Entre os alemães ocidentais, setores à esquerda da sociedade e a Igreja se posicionaram contra. Argumentavam que tornava ainda mais distante a sonhada reunificação do país. Assim também pensava  a Alemanha Oriental, que via no projeto uma via aberta para a guerra entre "irmãos". Os franceses, ainda se refazendo do trauma da ocupação nazista, igualmente se dividiram. 

A proposta de criação de um exército europeu ocidental,  com participação de Itália, França, Bélgica, Holanda, Luxemburgo e Alemanha Ocidental, foi ratificada pelas casas legislativas de todos os países envolvidos, exceto a Assembleia Nacional francesa, justamente o país proponente. A assustadora memória dos tanques e soldados de Hitler pelas ruas de Paris falou mais alto. 

A morte precoce da CED era apenas o primeiro sinal das dificuldades que se anunciavam para a integração militar europeia, além de tudo, desestimulada pela conveniência de, em um contexto de Guerra Fria, deixar a defesa da região a cargo da OTAN (Organização do Tratado do Atlântico Norte).

Embora significasse delegar responsabilidade a um país fora do continente, o perfil pouco intrusivo da organização não causava melindres soberanistas. Seus custos financeiros, ademais, recaíam basicamente nas costas dos Estados Unidos, obrigados a absorvê-los. sob o risco de,  caso contrário, verem sua principal área de influência se mover para os soviéticos. Não por acaso, um ano depois, permitiu-se à Alemanha Ocidental não apenas a reorganização de suas forças armadas como sua admissão na aliança militar norte atlântica. 

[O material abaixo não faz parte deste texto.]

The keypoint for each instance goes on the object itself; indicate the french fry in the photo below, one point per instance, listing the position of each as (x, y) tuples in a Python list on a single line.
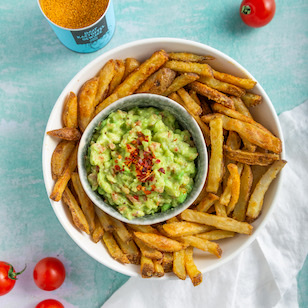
[(244, 83), (98, 231), (85, 202), (69, 113), (239, 212), (216, 160), (148, 251), (256, 199), (251, 99), (60, 157), (86, 102), (66, 133), (201, 69), (192, 107), (130, 65), (249, 158), (189, 57), (62, 180), (77, 214), (207, 202), (104, 219), (129, 249), (223, 223), (212, 94), (159, 242), (158, 82), (202, 244), (194, 274), (182, 228), (147, 267), (179, 82), (222, 86), (113, 248), (179, 264), (105, 76), (249, 131), (135, 79), (215, 235)]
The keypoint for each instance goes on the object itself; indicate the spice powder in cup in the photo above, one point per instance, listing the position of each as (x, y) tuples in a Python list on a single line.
[(81, 25)]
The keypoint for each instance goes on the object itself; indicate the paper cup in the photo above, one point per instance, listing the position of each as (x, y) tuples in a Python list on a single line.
[(90, 38)]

A Europa, assim, podia concentrar-se em sua reconstrução econômica e financiamento de políticas sociais, prioridades que  lhe tiravam qualquer busca por projeção de poder. A pouco disposição em  envolver-se em conflitos fora da região ou com atores não-estatais permaneceu com o tempo, reforçando a pouca utilidade de se pensar em criar aparatos bélicos comuns.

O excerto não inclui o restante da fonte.